レジスタ間接指定は特に,繰り返しと組み合わせて使うのに役立つ。 下記は,data1から始まる領域に置かれた5つの数の合計を計算するプログラムだ。
; data1から始まる5数の和を計算
section .text
global _start
_start:
mov edx, data1 ; データ領域の先頭番地
mov ecx, 5 ; データ数
mov ebx, 0 ; 累算器の初期化
loop0:
add ebx, [edx] ; 累算器に加算
add edx, 4 ; 次のデータの番地
dec ecx
jnz loop0 ; 残りデータ数 > 0 ならloop0に戻る
mov eax, 1 ; システムコール番号
int 0x80 ; exitシステムコール
data1: dd 123, 57, 11, 13, 17
番地を格納しているレジスタEDXの値を4ずつ増やすことで,連続して並んでいるデータを順に読み出し,加算することができる。
補足: EQU疑似命令,データ数の自動計算
上記プログラムにおいて,末尾のデータ定義部を変更したら「データ数」(= 5) も変更しなければならない。 このような数は,変更し忘れを防ぐため,プログラムの中に埋没させない方がよい。 例えばC言語では,このような数は #define 文を使って「名前付き定数」として定義するのが慣習だ。 アセンブリ言語では,名前付き定数を定義する疑似命令である EQU (equal) を使う。 下記は,上記のプログラムの「データ数」を,名前付き定数 ndata に置き換えた例だ。
-- 略 --
mov ecx, ndata ; データ数
-- 略 --
data1: dd 123, 57, 11, 13, 17
ndata: equ 5 ; データ数
EQU は ラベル: EQU 値
の形で使う。「左辺(ラベル)に右辺(値)を代入する」と読めばよい。
ndata を定義する位置はプログラム中のどこでもよいが,上の例ではデータ定義部の近くに ndata の定義を書いている。
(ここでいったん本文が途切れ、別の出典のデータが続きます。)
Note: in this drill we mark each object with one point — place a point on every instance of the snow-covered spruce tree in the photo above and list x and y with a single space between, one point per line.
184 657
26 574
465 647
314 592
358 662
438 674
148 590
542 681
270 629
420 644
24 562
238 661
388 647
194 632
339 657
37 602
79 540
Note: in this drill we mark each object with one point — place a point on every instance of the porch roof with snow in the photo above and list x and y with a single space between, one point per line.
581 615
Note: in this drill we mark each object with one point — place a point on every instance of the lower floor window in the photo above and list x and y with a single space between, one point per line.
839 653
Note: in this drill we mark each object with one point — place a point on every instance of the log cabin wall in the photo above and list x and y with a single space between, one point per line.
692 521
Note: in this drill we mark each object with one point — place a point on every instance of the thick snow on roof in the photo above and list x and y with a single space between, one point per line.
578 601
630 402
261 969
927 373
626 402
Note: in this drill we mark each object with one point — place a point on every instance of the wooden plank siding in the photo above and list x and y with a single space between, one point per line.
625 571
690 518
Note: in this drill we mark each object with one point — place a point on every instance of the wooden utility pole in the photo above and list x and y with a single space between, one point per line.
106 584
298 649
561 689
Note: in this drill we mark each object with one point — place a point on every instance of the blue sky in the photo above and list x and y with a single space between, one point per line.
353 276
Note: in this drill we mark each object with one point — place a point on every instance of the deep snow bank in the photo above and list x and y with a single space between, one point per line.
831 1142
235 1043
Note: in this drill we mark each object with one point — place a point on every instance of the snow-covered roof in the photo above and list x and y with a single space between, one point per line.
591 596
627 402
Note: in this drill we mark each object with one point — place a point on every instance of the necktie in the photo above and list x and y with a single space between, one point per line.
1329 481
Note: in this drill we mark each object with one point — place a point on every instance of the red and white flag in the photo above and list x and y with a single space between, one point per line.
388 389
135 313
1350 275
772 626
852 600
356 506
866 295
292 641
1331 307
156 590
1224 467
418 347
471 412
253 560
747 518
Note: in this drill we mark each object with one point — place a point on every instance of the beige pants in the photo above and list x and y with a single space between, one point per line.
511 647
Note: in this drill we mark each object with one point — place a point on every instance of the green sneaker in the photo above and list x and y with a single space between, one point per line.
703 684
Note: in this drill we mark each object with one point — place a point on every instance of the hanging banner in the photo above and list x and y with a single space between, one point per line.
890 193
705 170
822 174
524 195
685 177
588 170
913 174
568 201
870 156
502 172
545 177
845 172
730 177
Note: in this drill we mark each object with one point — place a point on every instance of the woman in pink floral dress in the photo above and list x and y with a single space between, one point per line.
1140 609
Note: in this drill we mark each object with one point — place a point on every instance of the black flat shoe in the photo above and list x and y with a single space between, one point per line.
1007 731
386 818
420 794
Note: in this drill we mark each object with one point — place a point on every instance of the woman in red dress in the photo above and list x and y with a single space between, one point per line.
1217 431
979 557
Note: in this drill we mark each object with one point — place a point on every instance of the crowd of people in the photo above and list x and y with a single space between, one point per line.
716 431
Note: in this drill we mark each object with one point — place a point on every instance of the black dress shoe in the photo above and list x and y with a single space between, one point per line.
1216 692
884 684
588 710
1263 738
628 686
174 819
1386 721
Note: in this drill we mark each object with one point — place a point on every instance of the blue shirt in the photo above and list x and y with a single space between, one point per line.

データ数(上の例では「5」)を手で書く代わりに,アセンブラに計算させることもできる (プログラミング一般の作法として,自動化できることはそうした方が,楽だし誤りも防げる)。 例えば以下のように記述すればよい。
data1: dd 123, 57, 11, 13, 17 ; 32ビットデータの列
ndata: equ ($ - data1)/4 ; データ数 (= 総バイト数/4バイト)
定義済み変数 $
は,「プログラム上のその行の番地」を表す。
もし下記のように書けば,nbyte はdata1以降のデータの総バイト数に等しくなる。
data1: dd 123, 57, 11, 13, 17 ; 32ビットデータの列
nbyte: equ $ - data1 ; 総バイト数 (= この行の番地とdata1の差)
1個のデータが4バイトなので,総バイト数を4で割れば,データの個数に等しくなる。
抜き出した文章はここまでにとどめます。